Щур и Франц вышли к мосту, и от квартала телецентра их отделяла лишь неширокая полоса растительности. Неширокая, но от этого не менее непроходимая.
- Великий Крыс! - выругался Толмач голосом Щура. - Здесь же еще позавчера проход был.
- Зарос, значит, - нетерпеливо отозвался Франц. - Давай тесак, а то я свой забыл.
Щур отцепил от пояса угрожающего вида оружие - нечто среднее между ножом для разделки туш и топором - и протянул Францу.
Франц взял тесак, примерился к ближайшему стволу ядовитого борщевика и, держась от растения на расстоянии вытянутой руки, чтобы на кожу сок не брызнул, нанес удар. Сзади раздался вопль. Франц вздрогнул и обернулся. Он увидел, что сидящий на плече у Щура Толмач тоже обернулся и смотрит на реку. Там что-то происходило. Рыбаки орали дурными голосами, слышался яростный плеск.
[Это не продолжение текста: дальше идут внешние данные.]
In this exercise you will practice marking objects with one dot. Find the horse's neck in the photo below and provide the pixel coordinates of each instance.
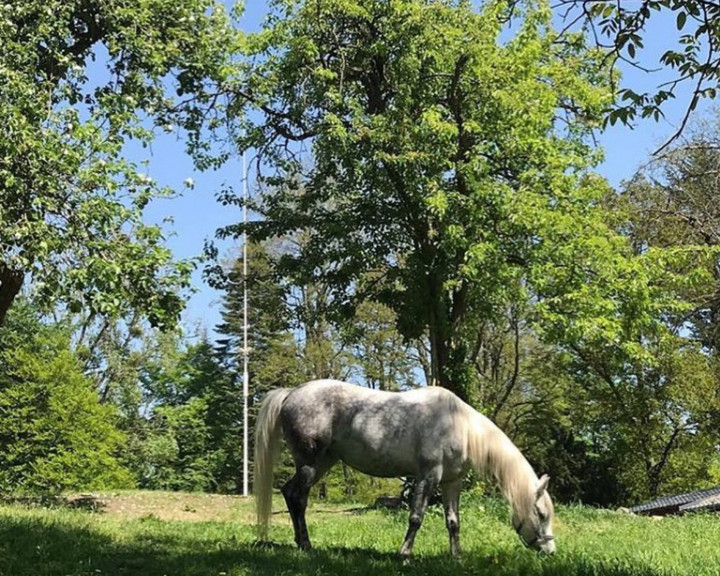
(502, 459)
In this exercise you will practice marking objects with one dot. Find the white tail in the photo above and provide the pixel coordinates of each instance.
(267, 447)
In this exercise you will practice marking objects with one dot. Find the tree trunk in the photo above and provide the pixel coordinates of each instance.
(11, 282)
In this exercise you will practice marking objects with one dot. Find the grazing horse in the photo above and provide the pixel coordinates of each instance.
(428, 433)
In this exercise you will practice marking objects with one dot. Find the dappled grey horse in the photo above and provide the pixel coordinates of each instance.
(428, 433)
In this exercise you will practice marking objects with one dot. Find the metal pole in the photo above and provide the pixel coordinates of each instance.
(245, 346)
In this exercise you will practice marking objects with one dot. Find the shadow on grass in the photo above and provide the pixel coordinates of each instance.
(35, 547)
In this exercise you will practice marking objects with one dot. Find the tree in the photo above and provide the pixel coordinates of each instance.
(191, 435)
(54, 433)
(449, 169)
(70, 205)
(621, 28)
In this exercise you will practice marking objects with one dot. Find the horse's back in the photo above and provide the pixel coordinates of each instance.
(380, 433)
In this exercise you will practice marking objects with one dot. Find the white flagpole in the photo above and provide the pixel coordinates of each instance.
(245, 343)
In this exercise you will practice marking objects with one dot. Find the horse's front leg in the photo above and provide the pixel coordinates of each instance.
(451, 502)
(424, 488)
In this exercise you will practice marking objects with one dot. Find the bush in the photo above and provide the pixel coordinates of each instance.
(54, 433)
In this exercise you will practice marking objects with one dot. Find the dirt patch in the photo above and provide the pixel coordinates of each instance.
(175, 506)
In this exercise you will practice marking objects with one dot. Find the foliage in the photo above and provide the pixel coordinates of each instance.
(54, 434)
(71, 206)
(191, 439)
(621, 28)
(437, 185)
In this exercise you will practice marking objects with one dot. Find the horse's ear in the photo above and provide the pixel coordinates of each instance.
(542, 485)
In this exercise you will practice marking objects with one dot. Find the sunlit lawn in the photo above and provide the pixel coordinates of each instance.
(145, 534)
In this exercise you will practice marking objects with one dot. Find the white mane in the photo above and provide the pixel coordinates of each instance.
(490, 451)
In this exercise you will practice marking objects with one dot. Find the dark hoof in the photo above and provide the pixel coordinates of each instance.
(266, 544)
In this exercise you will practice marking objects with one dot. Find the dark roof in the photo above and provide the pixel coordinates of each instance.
(711, 502)
(677, 500)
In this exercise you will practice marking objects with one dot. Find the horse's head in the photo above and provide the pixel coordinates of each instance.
(535, 525)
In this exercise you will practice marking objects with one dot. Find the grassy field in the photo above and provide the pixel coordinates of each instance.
(148, 534)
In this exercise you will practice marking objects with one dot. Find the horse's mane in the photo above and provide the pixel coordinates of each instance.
(491, 452)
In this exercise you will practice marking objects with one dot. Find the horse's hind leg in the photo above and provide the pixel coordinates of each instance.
(424, 488)
(451, 502)
(296, 492)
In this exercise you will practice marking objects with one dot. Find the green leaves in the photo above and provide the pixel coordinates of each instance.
(72, 206)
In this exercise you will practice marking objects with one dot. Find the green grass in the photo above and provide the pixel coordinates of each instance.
(348, 541)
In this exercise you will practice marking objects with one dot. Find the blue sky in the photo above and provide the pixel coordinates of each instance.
(197, 215)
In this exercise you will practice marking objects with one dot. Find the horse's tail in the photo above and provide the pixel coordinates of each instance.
(267, 447)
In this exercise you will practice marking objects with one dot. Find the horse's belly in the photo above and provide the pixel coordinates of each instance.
(377, 459)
Франц переглянулся с Толмачом, Толмач пришпорил Щура, и приятели бросились к гранитному парапету. Первым увидел, в чем дело, Толмач.
- Опять какая-то дрянь мутантная заплыла, - проскрипел он. Между лодками, запутавшись в сетях, билась какая-то тварь. Рыбаки бестолково суетились, орали благим матом и пытались ударить чудовище веслом по голове. Из-за лодок и спин Франц лишь мельком мог видеть то лоснящееся скользкое туловище, то длинную шею, то небольшую голову с красными глазами и с оскаленной зубастой пастью.
- Сейчас сети порвет и смоется, - прокомментировал Толмач.
И точно, тварь поднырнула под чью-то лодку и вырвалась из круга. Рыбаки заорали громче, но было поздно. Сеть отчаянно задергалась, последовал еще один сильный рывок, и голова твари вынырнула метрах в пятнадцати от ловушки. Изящными волнообразными нырками чудище быстро уплывало прочь. От головы до кончика хвоста в нем было метров семь-восемь.
- Ладно, - сказал Франц, - потопали.
- Будет им теперь работка - сети чинить, - заметил Толмач.
И тут же его рот заговорил голосом Щура:
- А тебе бы все злорадствовать, вредный ты человек, Толмач.
Толмач завизжал что-то в ответ, и началась их обычная перепалка, которая на людей посторонних всегда производила тягостное впечатление. Ибо со стороны было видно, что один молчит, а второй сам с собой ругается разными голосами.
Ругались они все то время, пока Франц прорубал проход в зарослях борщевика и шипастой крапивы.
- Эй, - крикнул он, нанеся последний удар, - кончайте спор, дорога открыта.
"Полтора человека", Щур-Толмач, замолчал и прошагал за Францем. Они пересекли полосу вырожденного грунта - бывшую проезжую часть улицы. Асфальт во время Красной Черты весь испарился и осел темными пятнами на развалинах телецентра. Осторожно балансируя на грудах кирпича и обломках бетонных плит, друзья перебрались через завал и вышли на открытую площадку у подножия вышки. Они никогда до этого не подходили к телевышке так близко и теперь в молчании стояли и, задрав головы, смотрели вверх.